Drei Plätze weiter sitzt ein alter Herr, ein drahtiger Helmut Schmidt, das Haar grau und gescheitelt, Sakko, Krawatte. Vor ihm liegen Karten, er spielt Solitär. Seine Frau wird hereingeschoben im Rollstuhl, er kommt sie besuchen, jeden Tag. Er nimmt ihre Hand in seine, mit der anderen legt er weiter die Karten, sie reden kein Wort. Irgendwann fängt sie an zu schluchzen, die Tränen rinnen ihre Wangen hinunter. Die Demenz raubt die Hemmungen, sie setzt Gefühle frei. Wortlos spielt er weiter, wortlos weint sie weiter. So sitzen sie da, schick gemacht für das Ende des Lebens. Sie wird an diesem Nachmittag noch häufiger in Tränen ausbrechen, sprechen wird sie nicht.

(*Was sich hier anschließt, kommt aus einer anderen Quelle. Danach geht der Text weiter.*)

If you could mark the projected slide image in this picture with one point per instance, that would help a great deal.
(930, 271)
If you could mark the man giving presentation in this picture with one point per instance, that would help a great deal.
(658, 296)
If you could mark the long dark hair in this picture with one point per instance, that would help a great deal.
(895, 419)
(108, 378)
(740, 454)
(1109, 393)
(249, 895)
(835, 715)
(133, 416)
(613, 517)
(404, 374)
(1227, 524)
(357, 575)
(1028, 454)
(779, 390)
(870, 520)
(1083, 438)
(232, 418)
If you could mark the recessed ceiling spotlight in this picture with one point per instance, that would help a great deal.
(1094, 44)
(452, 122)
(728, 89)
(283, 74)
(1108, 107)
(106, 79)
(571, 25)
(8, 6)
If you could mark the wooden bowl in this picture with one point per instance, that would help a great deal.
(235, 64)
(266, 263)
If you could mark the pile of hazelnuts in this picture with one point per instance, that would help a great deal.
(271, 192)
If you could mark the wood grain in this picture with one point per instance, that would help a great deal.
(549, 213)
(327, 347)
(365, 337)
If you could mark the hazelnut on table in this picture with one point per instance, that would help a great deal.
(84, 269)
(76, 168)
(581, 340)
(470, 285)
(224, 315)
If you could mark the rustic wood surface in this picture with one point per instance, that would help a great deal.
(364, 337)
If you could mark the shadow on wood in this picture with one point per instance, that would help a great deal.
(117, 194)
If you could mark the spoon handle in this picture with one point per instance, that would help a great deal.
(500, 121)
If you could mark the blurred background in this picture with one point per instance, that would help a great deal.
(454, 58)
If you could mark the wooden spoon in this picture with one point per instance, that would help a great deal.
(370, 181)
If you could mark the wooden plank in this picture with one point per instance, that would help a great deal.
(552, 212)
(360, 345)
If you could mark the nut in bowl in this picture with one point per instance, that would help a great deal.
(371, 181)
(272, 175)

Jo Verhoeff sitzt neben den Menschen, mit denen sie Wand an Wand schläft, mit denen sie die Dusche teilt und den Fernseher und das, was von ihrem Leben übrig ist, und sieht sie nicht. Auch in Gemeinschaft bleibt jeder für sich.

Corry Otter hat heute keinen guten Tag. Sie tigert durch die Wohnung, eine Frau, die das Alter gestaucht hat, die schwarze Stoffhose flattert um die dünnen Beine, die graue Strickjacke hängt schlaff am Bauch und spannt sich um den Rücken, krumm vom jahrzehntelangen Schrubben, Wienern, Wischen. Die Haare hat sie karamellfarben gefärbt, Hogewey hat auch einen Friseur.

“Ein schlechter Sommer wird das”, sagt sie und klammert sich an ihre Winterjacke, die sie zusammengeknuddelt an sich presst. “Ein schlechter Sommer.” Sie geht zum Fenster, legt den Kopf schief, als wäre sie fünf, zieht Grimassen, fletscht den letzten Zahn und schimpft eindringlich in Phantasiesprache. Murmeln, fluchen, das Wetter prophezeien, so geht es heute den ganzen Tag. Zurück im Flur nimmt sie eine neue Route, raus aus der Haustür, die Jacke vor den Bauch gepresst, Chaos im Kopf und Hausschuhe an den Füßen. In Hogewey geht das.

“Ich mache hier Urlaub, wissen Sie?”, sagt Jo Verhoeff und sitzt auf ihrem Bett, bezogen mit Ajax-Amsterdam-Wäsche, sie ist eine zufriedene Frau. An der Wand hängen gerahmt ihr Abschlusszeugnis von der höheren Schule, das Diplom der Ausbildung, Zertifikate, wie zum Beweis. “Wenn Sie das nächste Mal in Amsterdam sind, stelle ich Ihnen meine Eltern vor.”